The Rt. Rev. Martin Gordon, who has served as Bishop of Goma in the Democratic Republic of Congo since December 2022, has fled the see city amid renewed attacks by a rebel military group backed by neighboring Rwanda.
The bishop has taken his flight as an opportunity to urge other parties to intervene in the long-suffering nation. His five-point plea ends simply: “People in the region want only peace.”
Goma sits atop minerals that are in increasing demand in the West, which makes it a target of M23, which also calls itself the Congolese Revolutionary Army. Mining.com has reported:
Congo is the world’s top producer of tantalum and cobalt, a key component in batteries for electric vehicles and mobile phones, and is also home to significant coltan and gold deposits.
“Mineral exports from Rwanda are now over a billion dollars a year,” said Jason Stearns, a political scientist at Simon Fraser University and former UN investigator.

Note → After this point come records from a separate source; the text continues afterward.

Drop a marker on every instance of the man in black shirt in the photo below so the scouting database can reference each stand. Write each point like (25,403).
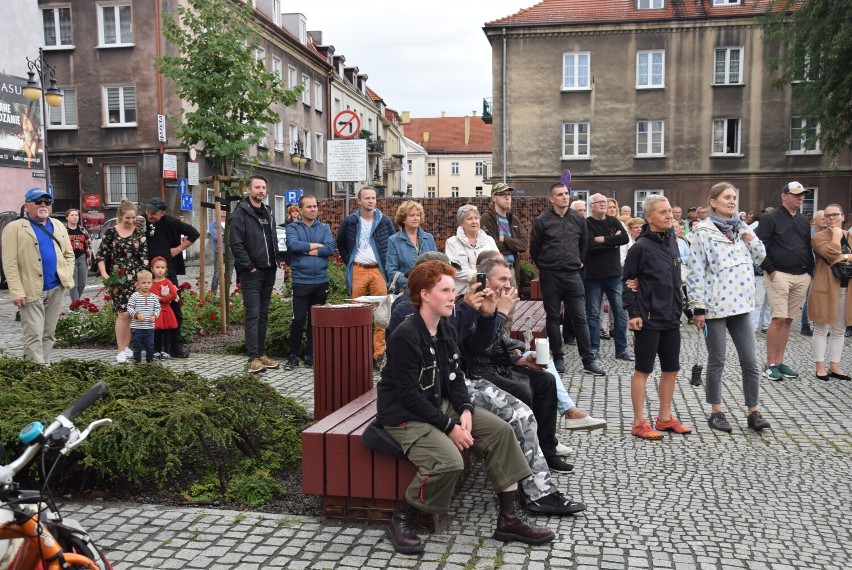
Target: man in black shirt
(602,275)
(167,238)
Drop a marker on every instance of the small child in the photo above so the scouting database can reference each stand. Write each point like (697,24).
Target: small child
(166,330)
(143,308)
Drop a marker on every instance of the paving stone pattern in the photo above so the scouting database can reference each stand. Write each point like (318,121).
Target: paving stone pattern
(709,500)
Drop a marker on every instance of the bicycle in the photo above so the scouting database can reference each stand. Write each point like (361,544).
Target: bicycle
(33,533)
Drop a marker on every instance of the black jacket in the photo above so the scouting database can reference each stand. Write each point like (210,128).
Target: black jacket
(655,261)
(558,243)
(419,374)
(254,245)
(787,239)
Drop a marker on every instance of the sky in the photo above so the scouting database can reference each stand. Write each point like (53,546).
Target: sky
(424,57)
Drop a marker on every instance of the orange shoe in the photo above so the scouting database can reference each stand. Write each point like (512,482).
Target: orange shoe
(644,431)
(672,425)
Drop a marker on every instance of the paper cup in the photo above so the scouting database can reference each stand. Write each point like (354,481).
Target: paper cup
(542,351)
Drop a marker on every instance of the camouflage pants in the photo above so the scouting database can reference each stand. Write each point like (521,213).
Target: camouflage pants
(519,416)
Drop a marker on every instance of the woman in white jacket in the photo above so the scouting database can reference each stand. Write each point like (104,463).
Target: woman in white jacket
(721,288)
(464,247)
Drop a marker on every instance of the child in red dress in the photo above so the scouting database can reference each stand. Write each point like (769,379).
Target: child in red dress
(166,330)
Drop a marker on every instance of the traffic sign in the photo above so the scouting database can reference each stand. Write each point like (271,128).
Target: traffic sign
(346,125)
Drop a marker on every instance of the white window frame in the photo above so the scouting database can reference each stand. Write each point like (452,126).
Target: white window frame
(639,196)
(124,184)
(117,21)
(653,129)
(578,80)
(723,130)
(722,55)
(318,95)
(69,101)
(57,26)
(320,154)
(646,80)
(122,95)
(306,92)
(798,137)
(577,148)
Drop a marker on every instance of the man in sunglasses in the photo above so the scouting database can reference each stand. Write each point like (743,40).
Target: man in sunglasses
(39,263)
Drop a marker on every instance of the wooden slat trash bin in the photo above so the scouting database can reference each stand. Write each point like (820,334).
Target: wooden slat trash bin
(343,355)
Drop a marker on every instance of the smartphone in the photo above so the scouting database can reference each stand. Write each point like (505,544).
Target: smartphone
(480,278)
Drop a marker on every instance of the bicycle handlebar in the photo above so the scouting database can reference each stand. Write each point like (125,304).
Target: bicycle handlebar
(83,402)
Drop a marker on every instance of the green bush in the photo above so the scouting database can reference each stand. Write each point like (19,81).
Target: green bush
(226,437)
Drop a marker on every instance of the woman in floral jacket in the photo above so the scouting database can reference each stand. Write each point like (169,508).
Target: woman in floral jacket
(720,284)
(123,252)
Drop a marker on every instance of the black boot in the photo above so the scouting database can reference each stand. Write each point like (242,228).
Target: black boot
(402,530)
(512,523)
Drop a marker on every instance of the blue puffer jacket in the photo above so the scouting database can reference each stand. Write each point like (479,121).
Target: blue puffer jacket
(402,254)
(347,241)
(309,269)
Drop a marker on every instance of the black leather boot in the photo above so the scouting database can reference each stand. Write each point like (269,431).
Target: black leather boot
(512,523)
(402,530)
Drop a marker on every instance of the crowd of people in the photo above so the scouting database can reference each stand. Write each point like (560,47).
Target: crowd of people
(452,378)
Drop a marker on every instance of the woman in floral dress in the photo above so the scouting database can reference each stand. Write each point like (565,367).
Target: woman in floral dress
(123,252)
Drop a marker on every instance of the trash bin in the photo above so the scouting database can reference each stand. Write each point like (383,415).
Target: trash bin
(343,355)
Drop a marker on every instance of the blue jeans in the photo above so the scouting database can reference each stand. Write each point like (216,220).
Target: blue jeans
(611,286)
(257,292)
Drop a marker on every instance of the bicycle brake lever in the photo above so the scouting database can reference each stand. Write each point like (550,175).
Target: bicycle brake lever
(83,435)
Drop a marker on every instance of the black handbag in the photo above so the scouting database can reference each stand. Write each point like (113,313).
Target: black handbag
(376,438)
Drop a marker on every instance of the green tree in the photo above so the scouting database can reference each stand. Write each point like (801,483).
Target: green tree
(815,37)
(228,91)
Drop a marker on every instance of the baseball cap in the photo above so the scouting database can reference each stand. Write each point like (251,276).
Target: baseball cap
(501,188)
(35,194)
(794,188)
(156,204)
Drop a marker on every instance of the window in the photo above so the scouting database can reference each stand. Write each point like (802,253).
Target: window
(726,136)
(318,96)
(280,145)
(728,66)
(57,27)
(120,105)
(575,140)
(115,25)
(638,197)
(575,70)
(306,89)
(650,69)
(804,138)
(121,183)
(65,116)
(650,138)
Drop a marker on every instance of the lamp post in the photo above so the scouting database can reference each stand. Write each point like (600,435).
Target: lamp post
(298,157)
(34,91)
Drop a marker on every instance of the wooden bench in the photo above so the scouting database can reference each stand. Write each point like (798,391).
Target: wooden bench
(529,322)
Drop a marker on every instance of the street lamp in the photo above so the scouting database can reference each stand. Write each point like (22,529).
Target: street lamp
(298,157)
(34,90)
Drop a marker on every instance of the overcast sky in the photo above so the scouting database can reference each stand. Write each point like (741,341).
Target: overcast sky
(423,57)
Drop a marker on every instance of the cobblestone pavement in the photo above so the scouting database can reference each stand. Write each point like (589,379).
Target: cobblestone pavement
(709,500)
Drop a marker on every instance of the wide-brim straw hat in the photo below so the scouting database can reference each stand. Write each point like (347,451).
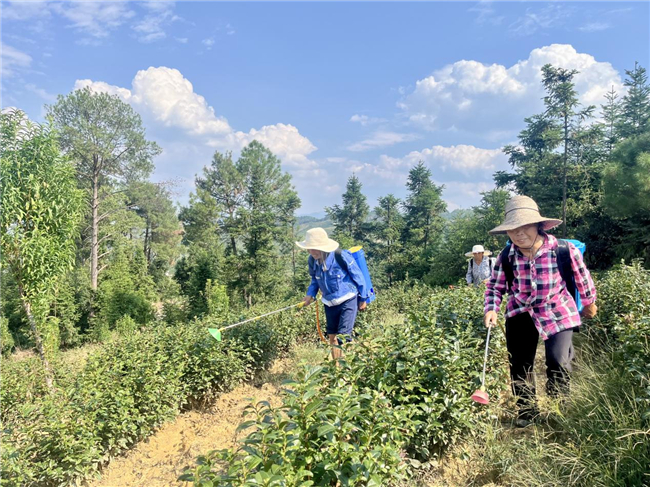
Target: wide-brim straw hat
(520,211)
(317,239)
(477,249)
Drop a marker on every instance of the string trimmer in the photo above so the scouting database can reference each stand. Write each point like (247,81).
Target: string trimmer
(216,332)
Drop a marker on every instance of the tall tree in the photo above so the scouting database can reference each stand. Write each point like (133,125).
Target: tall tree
(40,218)
(611,113)
(562,104)
(105,138)
(387,228)
(424,206)
(254,205)
(627,194)
(350,218)
(635,106)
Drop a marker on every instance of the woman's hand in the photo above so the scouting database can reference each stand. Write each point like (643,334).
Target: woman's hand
(589,311)
(490,319)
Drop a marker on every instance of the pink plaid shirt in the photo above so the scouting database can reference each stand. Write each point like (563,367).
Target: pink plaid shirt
(539,289)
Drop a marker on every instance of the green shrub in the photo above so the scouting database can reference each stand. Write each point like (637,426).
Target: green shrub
(329,431)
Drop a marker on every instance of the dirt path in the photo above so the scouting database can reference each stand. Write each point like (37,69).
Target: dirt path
(159,460)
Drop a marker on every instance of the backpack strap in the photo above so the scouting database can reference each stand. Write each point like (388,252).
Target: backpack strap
(564,265)
(506,265)
(340,260)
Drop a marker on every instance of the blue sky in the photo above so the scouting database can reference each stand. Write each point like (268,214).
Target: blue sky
(332,88)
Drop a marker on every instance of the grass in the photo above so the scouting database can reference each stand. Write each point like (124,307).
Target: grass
(595,438)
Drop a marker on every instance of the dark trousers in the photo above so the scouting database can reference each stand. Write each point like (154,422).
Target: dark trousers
(521,340)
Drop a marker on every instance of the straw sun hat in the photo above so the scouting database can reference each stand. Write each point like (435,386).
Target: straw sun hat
(477,249)
(317,239)
(520,211)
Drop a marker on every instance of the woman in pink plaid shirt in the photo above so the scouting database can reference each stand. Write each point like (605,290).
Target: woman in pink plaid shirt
(538,303)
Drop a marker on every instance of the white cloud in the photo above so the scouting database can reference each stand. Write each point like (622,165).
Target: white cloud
(96,19)
(536,19)
(486,100)
(381,139)
(13,61)
(24,10)
(168,98)
(151,27)
(365,120)
(49,97)
(594,27)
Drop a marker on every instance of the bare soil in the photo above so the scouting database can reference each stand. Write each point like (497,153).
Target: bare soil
(159,460)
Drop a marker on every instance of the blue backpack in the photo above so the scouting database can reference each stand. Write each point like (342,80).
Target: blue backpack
(360,258)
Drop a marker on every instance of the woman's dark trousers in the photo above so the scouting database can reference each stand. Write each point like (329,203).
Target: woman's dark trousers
(521,339)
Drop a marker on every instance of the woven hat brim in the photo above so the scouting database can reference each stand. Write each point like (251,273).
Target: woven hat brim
(329,246)
(549,223)
(486,253)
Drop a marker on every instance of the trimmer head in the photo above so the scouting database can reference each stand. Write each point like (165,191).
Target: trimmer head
(216,333)
(481,396)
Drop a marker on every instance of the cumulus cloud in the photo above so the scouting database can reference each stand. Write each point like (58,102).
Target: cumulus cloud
(594,27)
(365,120)
(151,27)
(96,19)
(13,61)
(478,98)
(168,98)
(381,139)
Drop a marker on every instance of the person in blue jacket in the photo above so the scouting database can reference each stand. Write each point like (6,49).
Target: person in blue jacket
(344,291)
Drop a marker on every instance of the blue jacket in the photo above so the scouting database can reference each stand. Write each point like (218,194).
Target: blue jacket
(335,283)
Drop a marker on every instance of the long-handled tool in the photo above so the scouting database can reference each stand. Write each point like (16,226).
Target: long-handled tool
(216,332)
(480,395)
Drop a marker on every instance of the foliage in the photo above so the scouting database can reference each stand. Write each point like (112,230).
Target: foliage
(627,194)
(40,217)
(253,203)
(402,388)
(125,390)
(104,137)
(329,431)
(350,218)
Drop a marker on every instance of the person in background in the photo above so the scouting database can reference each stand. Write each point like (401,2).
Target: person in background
(344,291)
(538,304)
(479,267)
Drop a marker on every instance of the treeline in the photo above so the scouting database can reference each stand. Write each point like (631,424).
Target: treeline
(88,241)
(587,166)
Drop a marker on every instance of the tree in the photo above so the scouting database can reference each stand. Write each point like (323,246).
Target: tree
(423,222)
(351,217)
(387,228)
(40,218)
(424,205)
(105,138)
(627,194)
(561,102)
(611,113)
(635,106)
(162,230)
(251,204)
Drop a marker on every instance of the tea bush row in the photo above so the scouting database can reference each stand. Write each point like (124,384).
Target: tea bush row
(124,391)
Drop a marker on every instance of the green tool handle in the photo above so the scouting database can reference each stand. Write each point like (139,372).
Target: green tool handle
(261,316)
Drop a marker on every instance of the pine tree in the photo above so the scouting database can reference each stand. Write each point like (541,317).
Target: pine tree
(635,107)
(351,217)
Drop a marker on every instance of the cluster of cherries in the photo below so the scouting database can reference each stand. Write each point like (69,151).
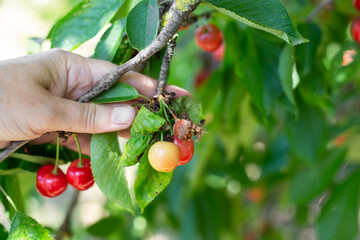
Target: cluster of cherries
(355,26)
(166,156)
(51,181)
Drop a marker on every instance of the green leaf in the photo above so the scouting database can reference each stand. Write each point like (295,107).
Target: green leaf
(149,182)
(187,105)
(142,23)
(144,126)
(108,173)
(310,181)
(249,72)
(83,22)
(269,16)
(24,227)
(110,41)
(339,216)
(286,67)
(120,92)
(308,134)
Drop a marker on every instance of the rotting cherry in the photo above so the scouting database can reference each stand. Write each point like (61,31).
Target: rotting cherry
(164,156)
(357,4)
(208,37)
(355,30)
(186,148)
(80,176)
(50,184)
(183,129)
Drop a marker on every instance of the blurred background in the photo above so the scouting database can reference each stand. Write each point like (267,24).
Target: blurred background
(250,178)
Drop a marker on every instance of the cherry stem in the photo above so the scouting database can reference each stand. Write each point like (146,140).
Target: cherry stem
(166,116)
(55,172)
(8,198)
(163,102)
(80,164)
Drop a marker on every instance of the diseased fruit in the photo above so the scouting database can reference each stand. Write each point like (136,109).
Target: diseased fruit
(50,184)
(186,149)
(80,177)
(164,156)
(208,37)
(357,4)
(183,129)
(355,30)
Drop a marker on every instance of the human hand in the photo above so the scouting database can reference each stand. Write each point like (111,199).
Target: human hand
(38,91)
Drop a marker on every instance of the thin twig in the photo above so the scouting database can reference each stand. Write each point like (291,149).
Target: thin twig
(165,67)
(65,231)
(176,18)
(318,8)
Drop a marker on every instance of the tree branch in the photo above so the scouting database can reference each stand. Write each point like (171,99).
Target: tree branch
(165,67)
(178,13)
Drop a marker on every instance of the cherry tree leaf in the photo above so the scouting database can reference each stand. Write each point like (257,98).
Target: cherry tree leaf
(120,92)
(270,16)
(149,182)
(144,126)
(110,41)
(109,174)
(142,23)
(83,22)
(24,227)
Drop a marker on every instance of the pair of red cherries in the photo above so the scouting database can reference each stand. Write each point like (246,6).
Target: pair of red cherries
(52,183)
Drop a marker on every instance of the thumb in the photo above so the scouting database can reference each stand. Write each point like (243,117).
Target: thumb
(91,118)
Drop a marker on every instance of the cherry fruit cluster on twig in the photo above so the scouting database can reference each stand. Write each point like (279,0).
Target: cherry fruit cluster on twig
(51,180)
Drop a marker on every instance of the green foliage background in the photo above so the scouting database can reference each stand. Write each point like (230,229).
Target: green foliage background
(271,166)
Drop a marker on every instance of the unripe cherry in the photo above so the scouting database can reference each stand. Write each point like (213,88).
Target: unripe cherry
(164,156)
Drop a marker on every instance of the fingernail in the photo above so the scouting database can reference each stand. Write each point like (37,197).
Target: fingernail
(122,115)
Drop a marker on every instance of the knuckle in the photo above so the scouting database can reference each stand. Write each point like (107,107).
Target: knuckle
(89,114)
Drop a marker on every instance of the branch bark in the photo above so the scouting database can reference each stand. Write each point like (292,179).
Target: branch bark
(165,68)
(178,13)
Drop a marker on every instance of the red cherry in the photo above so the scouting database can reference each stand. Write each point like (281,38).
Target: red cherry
(79,177)
(50,184)
(356,4)
(186,148)
(219,53)
(355,30)
(201,78)
(208,37)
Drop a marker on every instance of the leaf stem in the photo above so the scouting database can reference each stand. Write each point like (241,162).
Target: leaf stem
(8,198)
(55,172)
(80,164)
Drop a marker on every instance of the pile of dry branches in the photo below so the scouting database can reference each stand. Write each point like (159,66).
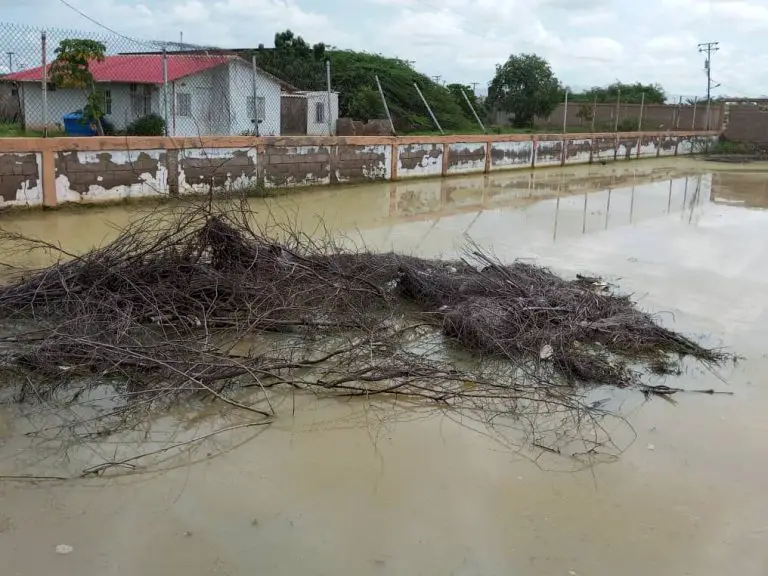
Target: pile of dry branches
(201,301)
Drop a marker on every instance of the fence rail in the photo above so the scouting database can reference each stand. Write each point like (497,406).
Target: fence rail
(149,88)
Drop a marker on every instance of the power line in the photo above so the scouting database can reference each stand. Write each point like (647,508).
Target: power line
(709,48)
(99,24)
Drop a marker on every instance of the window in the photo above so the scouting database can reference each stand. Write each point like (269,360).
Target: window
(260,112)
(106,100)
(141,99)
(183,104)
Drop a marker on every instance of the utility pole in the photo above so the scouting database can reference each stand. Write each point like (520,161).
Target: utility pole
(707,48)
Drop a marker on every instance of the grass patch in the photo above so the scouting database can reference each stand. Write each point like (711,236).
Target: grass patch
(15,131)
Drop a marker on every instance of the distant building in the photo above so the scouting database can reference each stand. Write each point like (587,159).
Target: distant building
(205,94)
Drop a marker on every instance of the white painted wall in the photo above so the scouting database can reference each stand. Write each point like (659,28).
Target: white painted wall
(315,128)
(63,101)
(241,90)
(220,102)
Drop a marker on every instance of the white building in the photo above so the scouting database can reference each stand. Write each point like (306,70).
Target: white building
(197,94)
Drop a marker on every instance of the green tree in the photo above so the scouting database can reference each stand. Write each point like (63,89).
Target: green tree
(71,69)
(526,87)
(456,90)
(629,93)
(365,104)
(296,62)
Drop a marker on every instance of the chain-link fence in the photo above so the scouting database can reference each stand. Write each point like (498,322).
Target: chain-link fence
(628,114)
(56,82)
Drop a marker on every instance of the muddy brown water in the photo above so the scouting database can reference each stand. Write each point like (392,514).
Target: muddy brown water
(356,488)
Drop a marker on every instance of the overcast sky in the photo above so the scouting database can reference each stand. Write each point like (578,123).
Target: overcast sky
(588,42)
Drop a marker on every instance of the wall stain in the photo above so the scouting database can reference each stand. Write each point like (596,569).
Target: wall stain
(105,172)
(629,146)
(465,155)
(520,154)
(215,170)
(17,172)
(289,166)
(668,143)
(411,158)
(358,163)
(549,152)
(578,147)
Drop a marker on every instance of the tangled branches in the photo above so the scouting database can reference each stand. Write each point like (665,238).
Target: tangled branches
(203,302)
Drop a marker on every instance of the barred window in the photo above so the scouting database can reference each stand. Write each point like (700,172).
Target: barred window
(260,112)
(183,104)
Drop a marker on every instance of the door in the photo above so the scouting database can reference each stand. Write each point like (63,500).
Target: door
(293,116)
(202,103)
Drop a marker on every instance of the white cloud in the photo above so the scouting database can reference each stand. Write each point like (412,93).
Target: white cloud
(588,42)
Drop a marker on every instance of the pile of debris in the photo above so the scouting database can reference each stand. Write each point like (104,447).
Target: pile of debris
(203,302)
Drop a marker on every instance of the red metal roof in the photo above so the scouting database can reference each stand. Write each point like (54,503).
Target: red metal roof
(138,68)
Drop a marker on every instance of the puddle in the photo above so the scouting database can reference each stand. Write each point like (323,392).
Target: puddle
(374,488)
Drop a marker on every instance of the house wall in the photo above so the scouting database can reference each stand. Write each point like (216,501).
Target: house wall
(241,88)
(60,170)
(220,102)
(63,101)
(315,128)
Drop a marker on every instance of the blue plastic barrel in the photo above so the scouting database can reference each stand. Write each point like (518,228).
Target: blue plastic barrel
(75,126)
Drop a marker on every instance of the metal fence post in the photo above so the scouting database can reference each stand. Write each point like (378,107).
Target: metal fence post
(428,108)
(165,88)
(693,119)
(328,80)
(254,89)
(466,98)
(44,61)
(565,114)
(706,123)
(384,102)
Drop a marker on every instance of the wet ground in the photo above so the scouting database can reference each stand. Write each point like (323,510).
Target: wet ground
(372,488)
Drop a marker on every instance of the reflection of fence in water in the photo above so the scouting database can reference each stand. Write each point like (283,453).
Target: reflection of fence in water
(573,205)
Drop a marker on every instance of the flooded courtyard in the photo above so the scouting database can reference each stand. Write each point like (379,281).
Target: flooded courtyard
(371,487)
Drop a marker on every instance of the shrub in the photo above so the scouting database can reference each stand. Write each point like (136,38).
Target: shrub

“That’s about double what they were two years ago. And we don’t know how much, but a fair chunk of that is from the DRC.”
Bishop Gordon traced some of the region’s conflicts in an interview with Michelle Martin of National Public Radio.
“Conflict in eastern Congo is something that we have lived with for 30 years,” he said. “But between 2012 and 2021, there was relative calm. And then the M23 took up arms again in 2021. And so our diocese covers much, much more than Goma in the north in Rutshuru and in the west in Masisi. We’ve had schools that have been destroyed by bombs. We’ve had many of our clergy at one point in the last two or three years have had to flee for their lives and hide in the forests. We’ve had roadblocks. We’ve had increasing food prices.”
He added: “There have been many fine-sounding statements from the U.N., from the European community. What we need now is action. So what the U.N. Security Council have said, what the U.S. Secretary of State has said in a phone call, both to President Tshisekedi of DRC and Kagame of Rwanda, is absolutely right: the M23 must withdraw.”
Gordon is a British citizen who serves in the DRC through the Oxford-based Church Mission Society. He arrived in the DRC in 2020. “My role, as an impartial outsider not tied to a particular people group or region, was to bring some peace to a diocese internally riven by conflict and to prepare the diocese for the election of their next bishop,” he wrote on the CMS website.
“As the time for elections neared over two years later, God gradually made it clear that the most effective way for me to continue to serve the diocese was to become their missionary bishop. I was appointed in December 2022.”
In June 2021, the Diocese of Goma was in the news as it helped relieve suffering after a volcanic eruption of Mount Nyiragongo. “The Anglican Alliance reports that development teams from the diocese are assessing the damage and working with chiefs in the villages most severely impacted by the blast to distribute food, hygiene items, and household goods,” TLC reported.
The Anglican presence in the Democratic Republic of the Congo is concentrated in the region along the country’s eastern border, where Goma is the largest city. Ugandan missionary Apolo Kivebulaya began his ministry to the people on the edge of the Ituri Forest there in 1896.